On a semi-related note, whenever people describe the stereotypical “boy meets girl story” it’s always boy and girl, never “man meets woman.” Just, you know, thought that was interesting.
In the same vein of “Annie Hall” is “(500) Days of Summer,” to the point that it too opens with a warning that it isn’t a love story, and that the main characters don’t end up together (again, not really a spoiler).
In “(500) Days of Summer,” lovers Tom and Summer, we get a version of Annie and Alvie (or Sid and Nancy) that is again an honest, realistic portrayal of a relationship and of how easily it can fall apart. Or never even really be that together. Neither character is clearly in the wrong; they’re both just people trying to be happy (this time to a fantastic soundtrack).
And finally, “Eternal Sunshine of the Spotless Mind,” which somehow manages to have more realistic, human feeling characters than most mass produced romantic comedies despite being written by Charlie Kaufman (who also wrote the madness of “Adaptation,” “Being John Malkovich” and “Synedoche, NY,” all of which are great).
Unlike the first two examples, “Sunshine” is rife with spoilers, so I won’t say more than that it’s a metaphysical-ish sci-fi romantic dramedy featuring three or four very complicated relationships while Jim Carrey nails a dramatic role.
It’s pretty completely insane. And it still manages to stay more grounded than most traditional Valentine’s Day type movies.
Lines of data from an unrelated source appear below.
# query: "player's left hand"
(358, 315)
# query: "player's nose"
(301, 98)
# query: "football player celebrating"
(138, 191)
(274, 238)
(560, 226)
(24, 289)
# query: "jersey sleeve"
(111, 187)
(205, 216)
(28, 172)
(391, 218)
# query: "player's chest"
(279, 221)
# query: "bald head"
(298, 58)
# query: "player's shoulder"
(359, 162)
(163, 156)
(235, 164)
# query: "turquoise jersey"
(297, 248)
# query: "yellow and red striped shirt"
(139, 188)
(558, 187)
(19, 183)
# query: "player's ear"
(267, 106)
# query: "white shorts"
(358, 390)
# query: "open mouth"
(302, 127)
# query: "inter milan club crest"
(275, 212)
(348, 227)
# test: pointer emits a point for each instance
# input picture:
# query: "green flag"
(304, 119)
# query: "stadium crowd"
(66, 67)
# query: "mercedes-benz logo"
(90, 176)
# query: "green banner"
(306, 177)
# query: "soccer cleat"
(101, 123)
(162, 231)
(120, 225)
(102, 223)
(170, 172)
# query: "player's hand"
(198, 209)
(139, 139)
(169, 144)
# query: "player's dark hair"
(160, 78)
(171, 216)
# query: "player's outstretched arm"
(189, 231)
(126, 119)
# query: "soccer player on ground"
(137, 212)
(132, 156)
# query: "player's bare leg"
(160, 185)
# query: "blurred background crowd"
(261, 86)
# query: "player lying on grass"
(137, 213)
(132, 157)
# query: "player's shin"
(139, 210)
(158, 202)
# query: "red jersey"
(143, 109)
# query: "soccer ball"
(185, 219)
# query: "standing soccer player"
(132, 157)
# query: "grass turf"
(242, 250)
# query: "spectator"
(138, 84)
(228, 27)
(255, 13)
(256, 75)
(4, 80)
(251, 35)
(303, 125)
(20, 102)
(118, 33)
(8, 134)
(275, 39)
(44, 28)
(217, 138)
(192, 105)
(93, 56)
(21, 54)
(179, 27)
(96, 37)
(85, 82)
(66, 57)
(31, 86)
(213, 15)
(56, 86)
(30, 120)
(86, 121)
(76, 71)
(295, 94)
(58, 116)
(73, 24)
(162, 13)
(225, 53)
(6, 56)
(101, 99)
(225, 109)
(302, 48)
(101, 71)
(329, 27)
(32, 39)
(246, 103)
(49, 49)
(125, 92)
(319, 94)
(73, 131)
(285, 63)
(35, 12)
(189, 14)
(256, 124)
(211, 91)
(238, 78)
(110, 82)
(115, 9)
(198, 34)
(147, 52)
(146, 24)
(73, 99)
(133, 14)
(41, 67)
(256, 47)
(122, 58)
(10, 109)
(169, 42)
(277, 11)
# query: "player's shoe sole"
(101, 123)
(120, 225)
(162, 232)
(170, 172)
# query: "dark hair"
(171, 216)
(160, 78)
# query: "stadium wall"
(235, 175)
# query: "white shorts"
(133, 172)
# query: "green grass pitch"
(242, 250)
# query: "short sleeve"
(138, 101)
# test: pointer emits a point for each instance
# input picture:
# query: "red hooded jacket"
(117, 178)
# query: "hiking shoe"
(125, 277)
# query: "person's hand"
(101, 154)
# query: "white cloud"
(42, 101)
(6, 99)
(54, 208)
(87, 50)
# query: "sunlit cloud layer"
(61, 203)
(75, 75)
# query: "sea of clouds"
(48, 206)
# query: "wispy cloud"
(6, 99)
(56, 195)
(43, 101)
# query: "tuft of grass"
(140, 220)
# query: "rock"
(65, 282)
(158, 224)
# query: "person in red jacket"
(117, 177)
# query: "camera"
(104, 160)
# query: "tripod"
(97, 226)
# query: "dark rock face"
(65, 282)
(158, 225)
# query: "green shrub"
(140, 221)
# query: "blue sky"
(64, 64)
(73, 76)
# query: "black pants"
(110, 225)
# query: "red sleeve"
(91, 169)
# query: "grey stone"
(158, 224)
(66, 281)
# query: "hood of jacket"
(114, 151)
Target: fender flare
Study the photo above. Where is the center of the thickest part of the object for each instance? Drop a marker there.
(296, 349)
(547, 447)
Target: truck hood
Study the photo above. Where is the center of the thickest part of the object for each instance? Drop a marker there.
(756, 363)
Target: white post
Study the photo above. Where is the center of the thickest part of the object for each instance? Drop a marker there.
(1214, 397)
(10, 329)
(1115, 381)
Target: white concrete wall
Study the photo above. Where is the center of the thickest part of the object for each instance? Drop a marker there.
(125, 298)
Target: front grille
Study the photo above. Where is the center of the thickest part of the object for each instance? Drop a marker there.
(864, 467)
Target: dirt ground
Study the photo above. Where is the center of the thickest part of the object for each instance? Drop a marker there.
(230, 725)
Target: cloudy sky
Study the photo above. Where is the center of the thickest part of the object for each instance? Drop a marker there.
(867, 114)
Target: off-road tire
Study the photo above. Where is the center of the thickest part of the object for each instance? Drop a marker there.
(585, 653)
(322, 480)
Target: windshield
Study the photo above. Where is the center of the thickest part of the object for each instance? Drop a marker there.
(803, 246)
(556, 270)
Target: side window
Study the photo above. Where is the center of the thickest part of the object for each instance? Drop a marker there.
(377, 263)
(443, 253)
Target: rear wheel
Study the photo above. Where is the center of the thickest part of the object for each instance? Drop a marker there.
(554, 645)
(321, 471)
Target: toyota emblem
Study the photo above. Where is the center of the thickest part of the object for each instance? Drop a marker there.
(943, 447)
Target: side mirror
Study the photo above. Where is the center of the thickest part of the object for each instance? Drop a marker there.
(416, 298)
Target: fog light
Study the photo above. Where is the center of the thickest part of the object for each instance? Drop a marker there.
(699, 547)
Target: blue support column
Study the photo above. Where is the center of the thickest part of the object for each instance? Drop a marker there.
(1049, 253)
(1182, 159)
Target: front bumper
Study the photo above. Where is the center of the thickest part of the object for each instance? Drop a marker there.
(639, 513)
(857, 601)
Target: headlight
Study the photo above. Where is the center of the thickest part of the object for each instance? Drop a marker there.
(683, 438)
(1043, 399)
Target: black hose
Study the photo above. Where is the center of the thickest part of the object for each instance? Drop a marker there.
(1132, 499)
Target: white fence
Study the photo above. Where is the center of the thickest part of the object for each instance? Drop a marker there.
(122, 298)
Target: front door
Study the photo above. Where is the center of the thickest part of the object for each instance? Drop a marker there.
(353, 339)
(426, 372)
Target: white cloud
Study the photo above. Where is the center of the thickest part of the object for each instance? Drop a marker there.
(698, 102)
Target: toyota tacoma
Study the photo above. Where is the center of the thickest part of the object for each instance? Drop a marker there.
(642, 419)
Go watch it instead of “Boy Meets Girl” (which may or may not be an actual movie, I’m not sure).
And fine, for those of you who aren’t quite so jaded there are a handful of perfectly decent, happy-ending type films for you to check out. “Amelie” is a French movie that gives you all sorts of feels, Wes Anderson’s “Moonrise Kingdom” (because I’ll never not mention Wes Anderson) has a ridiculously cute premise with a downright cuddly ending and of course, for the gushiest happy endings, romantic movies and just generally an amazing movie, there’s always “The Princess Bride.”